From a friend of a friend's blog, the Illhindu. Siddhartha Mitter, the author, writes for the Boston Globe.
Illhindu
Can you dig it, C.C.?
"Anderson Cooper don't know the funk."
Those were the first words I heard when I switched on the radio today. It was the Tom Joyner Morning Show, which only just arrived in Boston, but that's a whole other story.
Under discussion, I figured out, was a segment of cable wonderchild Cooper's show last night, in which he and his guests analyzed two recent instances of politicians "playing the race card" - the Hillary Clinton plantation reference, and New Orleans mayor Ray Nagin, who had this to say in his MLK day speech:
And as we think about rebuilding New Orleans, surely God is mad at America, he's sending hurricane after hurricane after hurricane and it's destroying and putting stress on this country. Surely he's not approving of us being in Iraq under false pretense. But surely he's upset at black America, also. We're not taking care of ourselves. We're not taking care of our women. And we're not taking care of our children when you have a community where 70 percent of its children are being born to one parent.

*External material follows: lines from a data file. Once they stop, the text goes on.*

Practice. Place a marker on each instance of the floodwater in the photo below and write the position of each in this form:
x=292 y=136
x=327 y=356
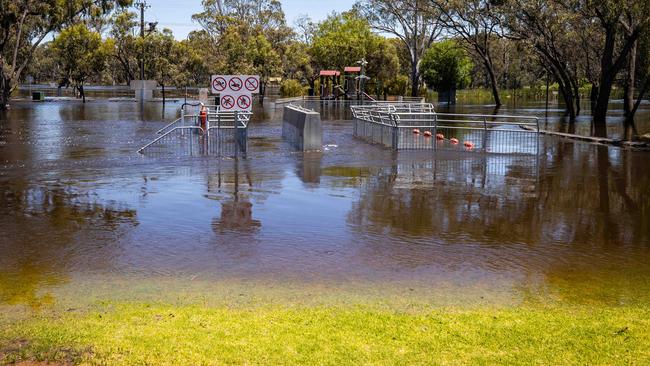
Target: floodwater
x=82 y=214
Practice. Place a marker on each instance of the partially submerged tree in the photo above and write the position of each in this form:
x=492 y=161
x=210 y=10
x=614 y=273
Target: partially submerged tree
x=345 y=39
x=80 y=55
x=552 y=31
x=24 y=24
x=414 y=22
x=622 y=23
x=125 y=50
x=446 y=68
x=478 y=23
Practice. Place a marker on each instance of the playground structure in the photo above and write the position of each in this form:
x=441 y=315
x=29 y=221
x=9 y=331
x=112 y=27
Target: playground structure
x=202 y=130
x=417 y=126
x=347 y=86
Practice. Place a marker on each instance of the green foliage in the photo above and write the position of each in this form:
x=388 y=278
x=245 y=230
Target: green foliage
x=79 y=54
x=398 y=85
x=25 y=24
x=131 y=333
x=291 y=88
x=446 y=66
x=342 y=40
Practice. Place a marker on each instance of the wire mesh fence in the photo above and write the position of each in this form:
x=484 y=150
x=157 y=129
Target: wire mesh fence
x=416 y=126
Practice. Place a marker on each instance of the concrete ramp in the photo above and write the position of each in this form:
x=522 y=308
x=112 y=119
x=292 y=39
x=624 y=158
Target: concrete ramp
x=302 y=128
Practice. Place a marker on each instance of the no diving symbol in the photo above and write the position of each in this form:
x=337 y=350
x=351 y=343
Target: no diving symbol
x=219 y=84
x=244 y=101
x=252 y=84
x=235 y=84
x=227 y=101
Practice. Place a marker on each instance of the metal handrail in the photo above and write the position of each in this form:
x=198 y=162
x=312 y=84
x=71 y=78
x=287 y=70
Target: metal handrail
x=167 y=133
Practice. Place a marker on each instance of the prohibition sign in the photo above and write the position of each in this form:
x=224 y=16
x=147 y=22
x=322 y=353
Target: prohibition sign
x=219 y=84
x=244 y=101
x=252 y=84
x=235 y=84
x=227 y=101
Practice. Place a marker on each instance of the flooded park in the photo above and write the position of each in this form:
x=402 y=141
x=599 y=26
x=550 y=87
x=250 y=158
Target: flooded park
x=85 y=217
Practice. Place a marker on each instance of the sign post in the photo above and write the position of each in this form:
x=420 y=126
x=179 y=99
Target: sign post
x=236 y=91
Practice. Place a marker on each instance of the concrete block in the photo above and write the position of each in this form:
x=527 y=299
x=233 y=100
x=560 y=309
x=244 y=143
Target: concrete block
x=302 y=128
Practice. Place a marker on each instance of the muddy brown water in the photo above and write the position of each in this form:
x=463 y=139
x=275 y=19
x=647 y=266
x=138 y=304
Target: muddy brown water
x=78 y=202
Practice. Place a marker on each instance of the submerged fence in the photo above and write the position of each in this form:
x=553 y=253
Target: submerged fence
x=416 y=126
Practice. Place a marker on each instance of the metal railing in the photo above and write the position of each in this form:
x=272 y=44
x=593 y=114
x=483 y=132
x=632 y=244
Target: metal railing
x=280 y=103
x=224 y=133
x=417 y=126
x=176 y=134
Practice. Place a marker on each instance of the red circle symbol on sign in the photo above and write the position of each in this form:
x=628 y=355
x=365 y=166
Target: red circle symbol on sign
x=244 y=101
x=235 y=84
x=252 y=84
x=227 y=102
x=219 y=84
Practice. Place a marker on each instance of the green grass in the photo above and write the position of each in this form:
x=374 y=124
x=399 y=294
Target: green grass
x=145 y=333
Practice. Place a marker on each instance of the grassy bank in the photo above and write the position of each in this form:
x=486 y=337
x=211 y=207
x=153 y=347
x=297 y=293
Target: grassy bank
x=147 y=333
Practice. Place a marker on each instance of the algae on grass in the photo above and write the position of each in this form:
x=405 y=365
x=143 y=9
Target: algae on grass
x=148 y=333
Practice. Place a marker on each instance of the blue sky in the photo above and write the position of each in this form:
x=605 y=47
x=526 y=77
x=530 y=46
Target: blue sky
x=177 y=14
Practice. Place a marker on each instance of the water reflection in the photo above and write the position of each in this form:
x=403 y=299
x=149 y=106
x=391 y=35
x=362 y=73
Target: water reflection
x=75 y=199
x=308 y=167
x=237 y=210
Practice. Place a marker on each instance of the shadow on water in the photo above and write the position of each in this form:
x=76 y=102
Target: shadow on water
x=76 y=200
x=45 y=230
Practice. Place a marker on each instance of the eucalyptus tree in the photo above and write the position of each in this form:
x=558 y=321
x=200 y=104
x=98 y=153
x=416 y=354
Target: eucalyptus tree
x=24 y=24
x=415 y=22
x=622 y=23
x=446 y=67
x=552 y=31
x=125 y=46
x=478 y=23
x=344 y=39
x=80 y=55
x=245 y=36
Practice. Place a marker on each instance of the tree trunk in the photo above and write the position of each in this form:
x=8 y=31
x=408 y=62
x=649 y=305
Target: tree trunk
x=493 y=81
x=415 y=80
x=593 y=96
x=567 y=96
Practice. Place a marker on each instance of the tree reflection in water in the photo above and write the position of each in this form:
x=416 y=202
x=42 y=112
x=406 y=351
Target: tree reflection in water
x=45 y=229
x=578 y=219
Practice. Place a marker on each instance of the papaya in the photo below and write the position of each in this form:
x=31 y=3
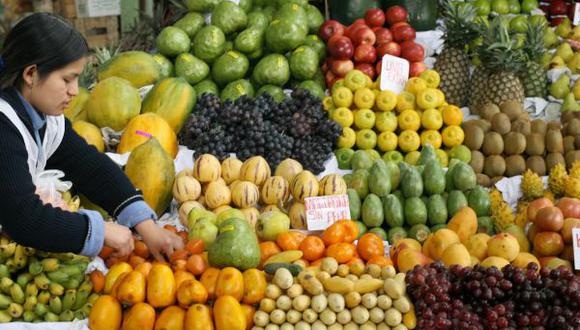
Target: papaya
x=144 y=126
x=113 y=103
x=173 y=99
x=152 y=171
x=76 y=108
x=138 y=67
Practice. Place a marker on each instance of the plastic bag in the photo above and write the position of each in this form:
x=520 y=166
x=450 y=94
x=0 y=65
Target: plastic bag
x=50 y=188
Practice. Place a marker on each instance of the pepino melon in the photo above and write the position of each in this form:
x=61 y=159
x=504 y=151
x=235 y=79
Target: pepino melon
x=144 y=126
x=173 y=99
x=113 y=103
x=151 y=170
x=139 y=68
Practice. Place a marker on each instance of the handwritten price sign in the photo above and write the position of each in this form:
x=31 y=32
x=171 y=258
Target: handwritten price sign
x=321 y=212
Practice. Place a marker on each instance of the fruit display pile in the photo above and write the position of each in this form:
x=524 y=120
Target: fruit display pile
x=296 y=127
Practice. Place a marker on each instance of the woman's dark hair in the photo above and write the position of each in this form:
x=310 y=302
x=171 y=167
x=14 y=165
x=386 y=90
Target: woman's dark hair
x=41 y=39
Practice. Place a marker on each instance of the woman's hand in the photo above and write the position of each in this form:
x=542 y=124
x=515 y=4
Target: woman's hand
x=159 y=241
x=119 y=238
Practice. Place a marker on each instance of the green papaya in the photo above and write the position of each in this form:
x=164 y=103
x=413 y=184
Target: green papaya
x=437 y=210
x=393 y=211
x=412 y=183
x=415 y=211
x=372 y=211
x=455 y=202
x=354 y=204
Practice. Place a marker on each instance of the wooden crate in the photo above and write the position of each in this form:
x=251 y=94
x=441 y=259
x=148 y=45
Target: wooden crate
x=99 y=31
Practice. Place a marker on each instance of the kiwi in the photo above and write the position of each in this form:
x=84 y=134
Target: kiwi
x=514 y=143
x=477 y=160
x=492 y=144
x=539 y=126
x=483 y=180
x=494 y=166
x=571 y=157
x=536 y=164
x=515 y=165
x=511 y=108
x=554 y=141
x=522 y=126
x=487 y=110
x=501 y=123
x=569 y=143
x=535 y=144
x=473 y=137
x=553 y=159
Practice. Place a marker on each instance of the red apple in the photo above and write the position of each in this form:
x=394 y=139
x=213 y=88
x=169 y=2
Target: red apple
x=331 y=28
x=340 y=47
x=416 y=69
x=363 y=36
x=365 y=54
x=403 y=33
x=367 y=69
x=341 y=67
x=412 y=51
x=375 y=17
x=392 y=48
x=383 y=36
x=396 y=14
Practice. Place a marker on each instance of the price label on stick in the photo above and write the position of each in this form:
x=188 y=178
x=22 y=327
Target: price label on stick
x=576 y=242
x=394 y=73
x=321 y=212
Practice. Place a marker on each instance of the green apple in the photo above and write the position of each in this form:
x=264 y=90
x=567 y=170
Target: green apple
x=386 y=121
x=271 y=224
x=366 y=139
x=501 y=7
x=364 y=118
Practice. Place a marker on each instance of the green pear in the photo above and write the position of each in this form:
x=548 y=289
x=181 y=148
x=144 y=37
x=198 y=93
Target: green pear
x=570 y=103
x=561 y=87
x=565 y=51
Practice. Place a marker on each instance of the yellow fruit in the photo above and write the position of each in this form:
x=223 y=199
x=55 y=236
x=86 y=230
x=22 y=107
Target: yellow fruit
x=387 y=141
x=431 y=137
x=342 y=97
x=503 y=245
x=386 y=101
x=410 y=120
x=431 y=77
x=432 y=119
x=453 y=136
x=415 y=85
x=452 y=115
x=343 y=116
x=347 y=139
x=364 y=98
x=409 y=141
x=477 y=245
x=405 y=101
x=386 y=121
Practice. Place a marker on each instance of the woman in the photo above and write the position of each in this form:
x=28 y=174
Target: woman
x=40 y=63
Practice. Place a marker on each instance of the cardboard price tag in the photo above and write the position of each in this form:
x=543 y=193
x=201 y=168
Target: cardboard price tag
x=321 y=212
x=394 y=73
x=576 y=242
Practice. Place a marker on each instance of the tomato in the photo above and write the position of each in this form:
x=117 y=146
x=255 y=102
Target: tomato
x=370 y=245
x=570 y=207
x=312 y=247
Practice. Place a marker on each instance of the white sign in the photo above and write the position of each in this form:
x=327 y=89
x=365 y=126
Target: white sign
x=394 y=73
x=576 y=242
x=321 y=212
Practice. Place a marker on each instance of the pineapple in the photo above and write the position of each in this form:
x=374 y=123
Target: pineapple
x=504 y=62
x=557 y=179
x=453 y=63
x=532 y=186
x=534 y=75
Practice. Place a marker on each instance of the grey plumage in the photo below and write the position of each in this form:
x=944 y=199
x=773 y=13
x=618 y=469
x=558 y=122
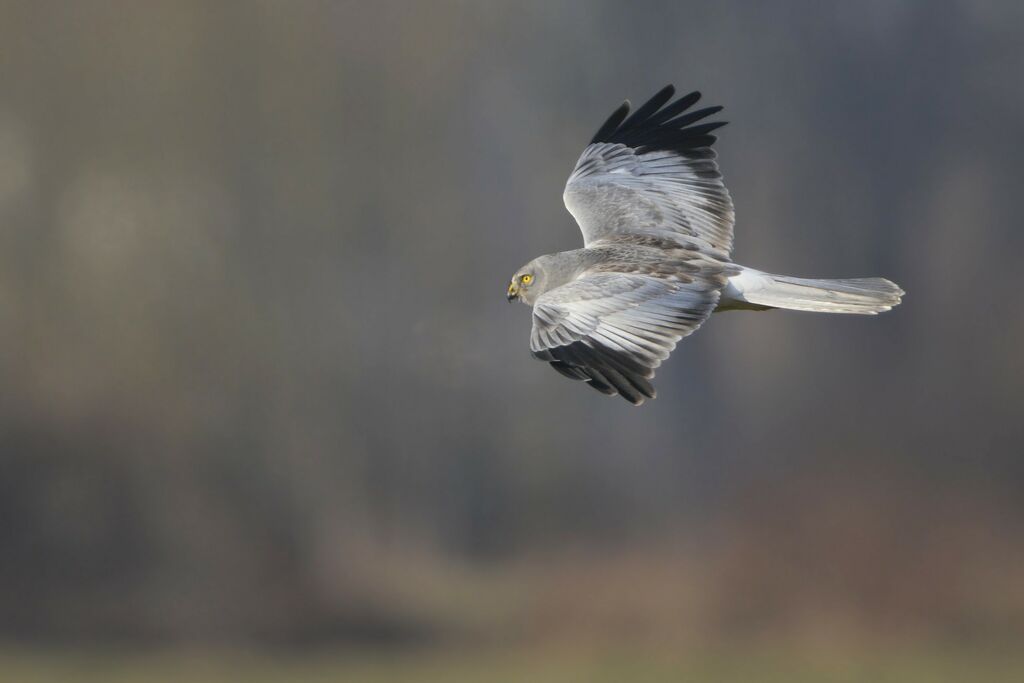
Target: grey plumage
x=656 y=221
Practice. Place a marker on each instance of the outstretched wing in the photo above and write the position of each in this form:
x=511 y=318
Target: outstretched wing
x=612 y=330
x=653 y=173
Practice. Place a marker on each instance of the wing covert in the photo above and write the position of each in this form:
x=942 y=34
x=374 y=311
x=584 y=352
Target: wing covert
x=612 y=330
x=653 y=172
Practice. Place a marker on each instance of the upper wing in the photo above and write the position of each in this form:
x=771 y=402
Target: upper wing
x=613 y=330
x=653 y=173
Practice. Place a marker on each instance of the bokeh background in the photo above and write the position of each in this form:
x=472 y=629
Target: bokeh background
x=264 y=412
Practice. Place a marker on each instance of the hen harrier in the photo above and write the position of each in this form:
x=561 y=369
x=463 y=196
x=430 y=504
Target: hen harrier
x=656 y=224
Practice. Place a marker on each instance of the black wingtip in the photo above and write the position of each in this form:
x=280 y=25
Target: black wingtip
x=662 y=124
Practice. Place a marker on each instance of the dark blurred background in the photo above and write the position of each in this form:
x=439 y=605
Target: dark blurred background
x=260 y=389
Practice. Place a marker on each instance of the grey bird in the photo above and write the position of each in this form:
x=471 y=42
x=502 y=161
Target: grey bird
x=656 y=224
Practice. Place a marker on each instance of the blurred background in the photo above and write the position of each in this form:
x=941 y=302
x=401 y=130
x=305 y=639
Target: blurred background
x=264 y=411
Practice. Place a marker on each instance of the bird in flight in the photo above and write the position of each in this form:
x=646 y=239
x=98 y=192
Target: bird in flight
x=656 y=224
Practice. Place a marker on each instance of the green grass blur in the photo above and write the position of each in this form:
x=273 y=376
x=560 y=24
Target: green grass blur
x=756 y=664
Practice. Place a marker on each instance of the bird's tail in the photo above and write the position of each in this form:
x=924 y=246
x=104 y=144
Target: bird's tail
x=760 y=291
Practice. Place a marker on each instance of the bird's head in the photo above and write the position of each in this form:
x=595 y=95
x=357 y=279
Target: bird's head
x=527 y=283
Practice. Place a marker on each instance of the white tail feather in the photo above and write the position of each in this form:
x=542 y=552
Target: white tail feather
x=760 y=291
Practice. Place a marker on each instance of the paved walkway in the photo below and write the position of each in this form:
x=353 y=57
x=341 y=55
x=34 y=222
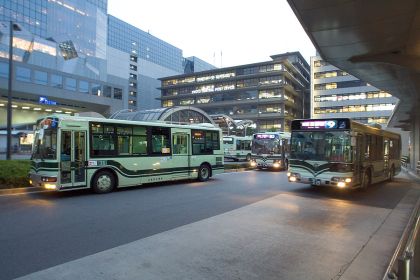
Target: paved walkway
x=283 y=237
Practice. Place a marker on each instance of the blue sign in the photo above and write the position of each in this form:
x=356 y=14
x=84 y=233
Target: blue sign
x=44 y=100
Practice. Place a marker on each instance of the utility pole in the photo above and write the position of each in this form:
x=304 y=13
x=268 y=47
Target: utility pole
x=9 y=96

We ask black people: it's time. It's time for us to come together. It's time for us to rebuild a New Orleans, the one that should be a chocolate New Orleans. And I don't care what people are saying Uptown or wherever they are. This city will be chocolate at the end of the day.
These remarks have set off one hell of a firestorm, including ponderous editorials along the lines of: "What if Mayor Giuliani had said New York was to be a vanilla city? Could he have gotten away with that? Huh?" ("Bigotry in the Big Easy," inveighs the Boston Herald.)
Now, Mayor Nagin is a loose cannon, and in no way universally loved within the New Orleans Black or progressive communities.
Perhaps that's because, just like Hillary Clinton and her plantation remark, he's the kind of tin-eared politician who can take a good metaphor and turn it into a disaster.
Anyone who's spent more than a minute in New Orleans knows that it is a Chocolate City... just like others. Just like Washington, DC, the original Chocolate City, celebrated by the immortal George Clinton and Parliament-Funkadelic. A vibrant, multi-cultural city that happens to be majority Black.
Any problem with that?
But you have to get the reference. Apparently, no one did, except my friend Lolis, writing in the New Orleans Times-Picayune.
But, "Anderson Cooper don't know the funk."
Neither do these other pundits and editorialists -- a sure sign of the sad state of American civic life.
But here's the rub: Mayor Nagin don't know the funk either. Let's go to the transcript. Compare Nagin:
"It's time for us to rebuild a New Orleans, the one that should be a chocolate New Orleans. And I don't care what people are saying Uptown or wherever they are. This city will be chocolate at the end of the day."
with Clinton:
There's a lot of chocolate cities, around
We've got Newark, we've got Gary
Somebody told me we got L.A.
And we're working on Atlanta
But you're the capital, CC (...)
Hey, CC!
They say your jivin' game, it can't be changed
But on the positive side,
You're my piece of the rock
And I love you, CC.
Can you dig it?
Hey, uh, we didn't get our forty acres and a mule
But we did get you, CC, heh, yeah
Gainin' on ya
Movin' in and around ya
God bless CC and its vanilla suburbs ...
See? There's plenty of love to go around. But lyrically, there's no comparison: Mayor Nagin deserves to be criticized, if only because his lyrics are wack.
And more importantly, because he's managed to take a crucially important subject -- the African-American identity of New Orleans -- and turn it into something he has to apologize for.